One-Drous Chapters

Guderian: Panzer General

© and Published by:
Greenhill Books
(reproduced on MagWeb with permission)

by Kenneth Macksey



Excerpts from Chapter 1: A peculiar Fellow

On 21st May 1940 a travel-stained German general, short in stature but powerful in enthusiasm, drove into Abbeville and gazed out across the English Channel. At the end of ‘this remarkable day', as he described it, he basked momentarily in the realisation of a dream because, in and around the precincts of the town, the army corps of his creation, strong in armoured vehicles, held undisputed possession by right of conquest at the culmination of a performance which was unique in military history. With scarcely a pause the German tank force had fought its way through the intricate Ardennes, breached a fortified river-line and defeated a major portion of the enemy's best troops as it cut a swathe through France. Still quite fresh, it had taken Abbeville practically unopposed because, at the end of an advance of nearly 220 miles in eleven days, it had, by the sheer speed of its progress, left the opposing forces far behind. The Anglo-French add Belgian armies, which the Germans had so comprehensively outpaced, lay broken in their trail: the rest of the Channel ports stood virtually undefended, ripe to seizing, and those out-manoeuvred allied forces which still retained a measure of cohesion could only look on, aghast in the realisation that they were on the verge of total envelopment.

General der Panzertruppe Heinz Wilhelm Guderian had arrived at the zenith of his career. At negligible cost and by the employment of a mere three divisions, with occasional assistance from others helped spasmodically by air power, he had thrown the Anglo-French allies into chaos and accomplished in a matter of days what the entire German Army had failed to achieve at unprecedented cost in the four years of war preceding 1918. In the process this General Officer had elevated himself to the eminence of Gustavus Adolphus by creating a truly revolutionary concept and weapon in time of peace and pursuing the idea to a successful conclusion in war: the difference in authority between a monarch and a quite junior officer, however, made his achievement all the more out-standing.

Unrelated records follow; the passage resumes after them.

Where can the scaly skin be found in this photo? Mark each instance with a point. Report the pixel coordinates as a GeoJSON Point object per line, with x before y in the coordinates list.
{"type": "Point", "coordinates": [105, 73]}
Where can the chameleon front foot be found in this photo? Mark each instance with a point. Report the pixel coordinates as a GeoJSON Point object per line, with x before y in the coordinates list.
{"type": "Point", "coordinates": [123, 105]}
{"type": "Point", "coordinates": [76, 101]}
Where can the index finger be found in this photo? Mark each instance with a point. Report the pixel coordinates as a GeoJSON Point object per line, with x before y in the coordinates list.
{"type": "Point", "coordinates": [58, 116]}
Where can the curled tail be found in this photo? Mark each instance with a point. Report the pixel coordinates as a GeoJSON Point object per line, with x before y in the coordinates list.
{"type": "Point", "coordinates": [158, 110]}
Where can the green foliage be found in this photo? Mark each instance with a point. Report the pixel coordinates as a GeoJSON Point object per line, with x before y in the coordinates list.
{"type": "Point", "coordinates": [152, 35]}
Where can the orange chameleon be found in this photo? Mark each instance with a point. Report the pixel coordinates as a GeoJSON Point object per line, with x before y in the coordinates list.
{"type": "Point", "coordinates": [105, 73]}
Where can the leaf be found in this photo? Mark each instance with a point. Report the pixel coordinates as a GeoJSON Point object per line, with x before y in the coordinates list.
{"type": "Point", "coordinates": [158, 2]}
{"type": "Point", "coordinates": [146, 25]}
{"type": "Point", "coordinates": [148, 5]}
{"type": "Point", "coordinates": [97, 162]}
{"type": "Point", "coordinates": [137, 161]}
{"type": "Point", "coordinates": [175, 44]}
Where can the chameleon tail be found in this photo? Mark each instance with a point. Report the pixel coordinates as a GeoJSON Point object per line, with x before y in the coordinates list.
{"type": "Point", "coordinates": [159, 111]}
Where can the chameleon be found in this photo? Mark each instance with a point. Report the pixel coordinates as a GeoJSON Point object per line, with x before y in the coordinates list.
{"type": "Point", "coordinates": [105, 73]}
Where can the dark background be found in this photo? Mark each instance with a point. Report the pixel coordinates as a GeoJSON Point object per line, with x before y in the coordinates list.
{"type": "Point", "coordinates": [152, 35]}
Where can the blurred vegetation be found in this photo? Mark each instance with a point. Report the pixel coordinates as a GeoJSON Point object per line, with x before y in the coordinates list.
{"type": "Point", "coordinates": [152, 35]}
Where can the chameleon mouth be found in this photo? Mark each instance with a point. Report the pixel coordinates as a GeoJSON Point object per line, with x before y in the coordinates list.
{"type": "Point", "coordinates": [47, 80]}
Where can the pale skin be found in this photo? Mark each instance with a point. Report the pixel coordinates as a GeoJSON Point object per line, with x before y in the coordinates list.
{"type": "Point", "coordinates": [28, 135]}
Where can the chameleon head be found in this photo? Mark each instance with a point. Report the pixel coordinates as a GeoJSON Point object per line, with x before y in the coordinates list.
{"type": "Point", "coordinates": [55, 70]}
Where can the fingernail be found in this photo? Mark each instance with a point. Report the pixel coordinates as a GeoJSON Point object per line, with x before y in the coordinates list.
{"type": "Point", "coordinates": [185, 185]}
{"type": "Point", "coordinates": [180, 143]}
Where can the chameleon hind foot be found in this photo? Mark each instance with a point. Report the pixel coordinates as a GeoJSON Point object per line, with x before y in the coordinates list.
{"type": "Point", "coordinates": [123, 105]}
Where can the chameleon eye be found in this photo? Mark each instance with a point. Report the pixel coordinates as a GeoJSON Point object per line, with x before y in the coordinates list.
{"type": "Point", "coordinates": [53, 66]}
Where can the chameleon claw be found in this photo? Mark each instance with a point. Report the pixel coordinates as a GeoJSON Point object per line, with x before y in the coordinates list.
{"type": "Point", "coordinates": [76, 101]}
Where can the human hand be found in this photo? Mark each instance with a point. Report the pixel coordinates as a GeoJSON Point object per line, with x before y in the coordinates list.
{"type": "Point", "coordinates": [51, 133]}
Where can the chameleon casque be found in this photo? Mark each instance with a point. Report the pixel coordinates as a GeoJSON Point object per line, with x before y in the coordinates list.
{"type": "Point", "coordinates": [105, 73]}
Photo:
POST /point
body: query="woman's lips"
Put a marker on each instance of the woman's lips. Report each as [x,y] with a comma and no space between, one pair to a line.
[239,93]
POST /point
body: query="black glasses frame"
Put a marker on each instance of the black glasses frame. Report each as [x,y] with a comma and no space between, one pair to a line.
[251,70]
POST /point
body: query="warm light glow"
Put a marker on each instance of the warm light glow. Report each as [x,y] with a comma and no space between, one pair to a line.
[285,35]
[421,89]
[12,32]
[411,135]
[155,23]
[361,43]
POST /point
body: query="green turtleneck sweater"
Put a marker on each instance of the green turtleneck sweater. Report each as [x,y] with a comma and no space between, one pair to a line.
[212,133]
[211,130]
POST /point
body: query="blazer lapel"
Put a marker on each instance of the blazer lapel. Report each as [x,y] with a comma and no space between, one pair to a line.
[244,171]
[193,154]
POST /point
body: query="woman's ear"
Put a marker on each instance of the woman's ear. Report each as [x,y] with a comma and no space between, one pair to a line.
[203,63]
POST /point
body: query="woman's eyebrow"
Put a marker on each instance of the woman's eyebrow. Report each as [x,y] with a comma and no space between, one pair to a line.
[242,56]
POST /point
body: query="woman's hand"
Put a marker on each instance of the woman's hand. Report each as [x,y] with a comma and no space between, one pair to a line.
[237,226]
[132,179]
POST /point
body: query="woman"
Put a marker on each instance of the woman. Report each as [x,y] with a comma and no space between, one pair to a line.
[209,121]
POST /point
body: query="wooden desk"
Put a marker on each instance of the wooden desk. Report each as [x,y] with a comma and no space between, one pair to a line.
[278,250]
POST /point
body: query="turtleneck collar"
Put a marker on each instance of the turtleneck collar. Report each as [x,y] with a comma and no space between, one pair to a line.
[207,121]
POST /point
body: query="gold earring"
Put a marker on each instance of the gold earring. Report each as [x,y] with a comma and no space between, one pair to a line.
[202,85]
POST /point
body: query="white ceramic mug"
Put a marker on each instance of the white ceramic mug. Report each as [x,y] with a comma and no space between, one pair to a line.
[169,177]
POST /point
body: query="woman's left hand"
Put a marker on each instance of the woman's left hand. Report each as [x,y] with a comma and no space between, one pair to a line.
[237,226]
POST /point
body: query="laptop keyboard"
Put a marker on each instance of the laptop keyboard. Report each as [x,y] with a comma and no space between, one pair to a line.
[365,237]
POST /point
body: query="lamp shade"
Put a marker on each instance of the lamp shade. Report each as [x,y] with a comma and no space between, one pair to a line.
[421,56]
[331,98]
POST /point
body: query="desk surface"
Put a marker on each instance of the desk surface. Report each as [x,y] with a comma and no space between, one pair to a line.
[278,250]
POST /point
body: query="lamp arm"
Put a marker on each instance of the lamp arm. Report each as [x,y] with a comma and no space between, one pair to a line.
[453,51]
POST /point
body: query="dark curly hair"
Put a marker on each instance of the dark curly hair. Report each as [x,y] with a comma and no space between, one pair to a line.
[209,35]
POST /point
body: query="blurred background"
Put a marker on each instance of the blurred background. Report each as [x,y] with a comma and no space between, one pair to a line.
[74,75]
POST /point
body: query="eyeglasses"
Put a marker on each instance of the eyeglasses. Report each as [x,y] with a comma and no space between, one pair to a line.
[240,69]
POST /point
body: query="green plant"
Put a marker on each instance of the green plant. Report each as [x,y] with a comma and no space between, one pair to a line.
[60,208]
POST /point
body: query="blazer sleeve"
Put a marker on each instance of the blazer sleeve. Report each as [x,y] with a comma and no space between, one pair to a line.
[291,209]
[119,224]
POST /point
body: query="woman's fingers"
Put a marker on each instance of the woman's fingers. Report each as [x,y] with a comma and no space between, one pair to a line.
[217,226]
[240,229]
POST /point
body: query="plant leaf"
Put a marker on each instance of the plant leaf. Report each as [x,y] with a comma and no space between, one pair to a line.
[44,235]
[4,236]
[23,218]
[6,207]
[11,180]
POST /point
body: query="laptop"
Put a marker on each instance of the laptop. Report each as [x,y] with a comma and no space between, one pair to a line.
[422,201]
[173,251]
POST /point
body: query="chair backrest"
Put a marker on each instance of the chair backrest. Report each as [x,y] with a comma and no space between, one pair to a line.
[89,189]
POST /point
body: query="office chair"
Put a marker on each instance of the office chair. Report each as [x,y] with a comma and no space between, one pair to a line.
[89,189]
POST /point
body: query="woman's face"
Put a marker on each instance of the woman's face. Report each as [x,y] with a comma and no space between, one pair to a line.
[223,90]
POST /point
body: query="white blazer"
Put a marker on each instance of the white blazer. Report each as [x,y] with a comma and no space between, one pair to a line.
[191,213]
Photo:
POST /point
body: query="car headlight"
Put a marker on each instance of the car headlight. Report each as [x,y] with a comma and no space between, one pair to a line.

The force he had created was motivated by speed allied to armoured protection for the fighting men, and the panzer divisions he commanded were dominated by the tank, a weapon which had barely demonstrated its potentiality before 1918. Yet on 21st May 1940 the sheer pace of Guderian's advance, which had stricken the Anglo-French armies by its dash and discreet selection of objectives, also baffled the conventionally minded strategists and tacticians of the Great German General Staff when they watched the unbelievable unfolding before them on their maps and heard the reports flooding back by radio from the panzer spearhead.

Let it not be imagined that the officers of the General Staff were laggard in their search for military improvements; for generations their preoccupation had been the harnessing of the latest technology and techniques to the acquisition of swift decision in battle in pursuit of the aim of resolving political problems by means of short wars. Yet with the prospect of a short war in sight the finishing touches to the design etched by the panzer force were bedevilled by paradox. Cautious leaders restrained Guderian for fear of his becoming over-extended at a moment when one more quick advance would have completed the envelopment of the enemy. The Allies were allowed, eventually, to escape via Dunkirk. At the same time the reaction of the German hierarchy to Guderian's success was euphoric. Generaloberst Alfred Jodl, the Chef des Oberkommandos der Wehmacht (OKW) Operations Staff, recorded how the Head of State and Supreme Commander, Adolf Hitler, was '... beside himself with joy and he already foresaw victory and peace'. France, it was true, would fall, but the triumph was incomplete, For the British, encouraged by their army's escape, declined to give up the struggle: tanks could not easily cross the Channel and aircraft, unlike armies, would not bring a decision on their own. Guderian's triumph of method now acted as a spur to disaster. With the seizure of such immense gains by the application of comparatively minimal force, Hitler and the uplifted members of his entourage came to believe that nothing was beyond the power of their tank and air forces. In due course German tanks would stamp their track marks across the rest of Europe, deep into Russia and along the North African shores. But never again would they wholly bring about the destruction of an entire major nation along with its army. The lessons which Guderian had learnt by studying the tactics employed against Germany in 1918 could themselves be copied. A colossal and unexpected military imbalance which had been revealed on the battlefield in 1940 was to be corrected.